A local-first knowledge graph for your browsing.

Weft turns your browser tabs into a searchable, clustered knowledge graph. Instead of drowning in hundreds of tabs or flat bookmark lists, Weft groups related pages, removes duplicates, and lets you explore your browsing context visually.

Think: Obsidian graph view, but for the web you already opened.

Two Ways to Use Weft

Chrome Extension CLI (Python)
Best for Live tracking, visual exploration Batch processing, scripting
Graph View Interactive sidepanel Terminal UI
Navigation Tracking Automatic Manual export
Install Load unpacked extension pip install weft-graph

Chrome Extension

Live knowledge graph that tracks your browsing in real-time.

Weft Extension Demo

Features

  • Live Tab Tracking - Automatically captures tabs as you browse
  • Navigation Edges - Tracks how you move between pages (including SPAs)
  • Graph Visualization - Interactive Cytoscape.js graph with zoom/pan
  • Smart Grouping - Clusters related pages by content similarity
  • Keyword Extraction - Automatic keyword detection from page content
  • Search - Fuzzy text, #keyword, and @domain filters
  • Import/Export - Compatible with CLI JSON format

Install Extension

  1. Clone or download this repo
  2. Open Chrome → chrome://extensions
  3. Enable "Developer mode" (top right)
  4. Click "Load unpacked" → select the extension/ folder
  5. Click the Weft icon or open sidepanel

Extension Usage

Views:

  • Groups - Browse tabs organized by topic clusters
  • Graph - Visual knowledge graph with similarity and navigation edges

Search Syntax:

  • Fuzzy: distributed systems
  • Keyword: #database
  • Domain: @github.com

Actions:

  • Click any tab to see details (URL, keywords, group)
  • Click "Open Tab" to open in browser
  • Use refresh button to rebuild graph after browsing
  • Export/Import for backup or CLI compatibility

CLI Tool

Batch processing and terminal UI for exploring your knowledge graph.

Weft CLI Demo

Install CLI

pip install weft-graph

Or from source:

git clone https://github.com/Avi-141/weft.git
cd weft
pip install -e .

Quick Start

# Build knowledge graph from your browser tabs
weft weave

# Explore in terminal UI
weft explore

Commands

weft weave

Extracts tabs from browsers and weaves them into a knowledge graph.
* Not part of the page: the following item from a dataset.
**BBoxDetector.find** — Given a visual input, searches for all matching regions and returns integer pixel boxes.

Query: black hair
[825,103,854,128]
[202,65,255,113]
# From all browsers (default)
weft weave

# Chrome only
weft weave --browser chrome

# Firefox only
weft weave --browser firefox

# With LLM summaries (requires Ollama)
weft weave --summarize

# Fast mode (tab titles only, no crawling)
weft weave --no-crawl

weft explore

Interactive TUI for exploring your knowledge graph.

# Default graph
weft explore

# Specific file
weft explore my_graph.json

Keyboard Shortcuts

Key Action
[ / ] Navigate groups
{ / } Navigate tabs in group
o Open tab in browser
g Open all tabs in group
v Switch to graph view
s Focus search
q Quit

How It Works

Tabs → Extract → Analyze → Dedupe → Cluster → Graph → Explore
         │          │         │         │        │
         ▼          ▼         ▼         ▼        ▼
      Browser    Keywords   SimHash   Union   Similarity
       Tabs      Content    Matching   Find    + Navigation
  1. Extract - Captures tabs from browser (live or batch)
  2. Analyze - Extracts keywords from page content
  3. Deduplicate - Canonical URL matching + SimHash for near-duplicates
  4. Cluster - Groups by similarity using Union-Find algorithm
  5. Graph - Builds similarity edges + navigation edges between pages
  6. Explore - Visual graph or terminal UI for discovery

Edge Types

Type Description Visual
Similarity Pages with related content Light edges
Navigation You clicked from A to B Bold edges

Similarity Computation

Mode Method
Default Jaccard similarity on keywords
With --summarize Cosine similarity on embeddings

A domain bonus (default: 0.25) is added when tabs share the same domain.

Clustering Algorithm

Uses Union-Find with two strategies:

  1. Domain Pre-grouping - Tabs from the same domain grouped together
  2. Mutual KNN - Two tabs cluster only if they mutually consider each other neighbors

Requirements

Extension

  • Chrome/Chromium browser

CLI

  • Python 3.9+
  • macOS (browser export uses AppleScript)
  • Chrome and/or Firefox

Optional: LLM Summaries (CLI)

# Install Ollama
brew install ollama

# Pull models
ollama pull llama3.1:8b
ollama pull nomic-embed-text

# Use with summarization
weft weave --summarize

Privacy

Weft is fully local. Your browsing data never leaves your machine:

  • Extension uses IndexedDB (browser local storage)
  • CLI stores data in local JSON files
  • No analytics, no cloud sync, no external requests

License

MIT

Project details


Download files

Download the file for your platform. If you're not sure which to choose, learn more about installing packages.

Source Distribution

weft_graph-1.1.1.tar.gz (26.1 kB view details)

Uploaded Source

Built Distribution

If you're not sure about the file name format, learn more about wheel file names.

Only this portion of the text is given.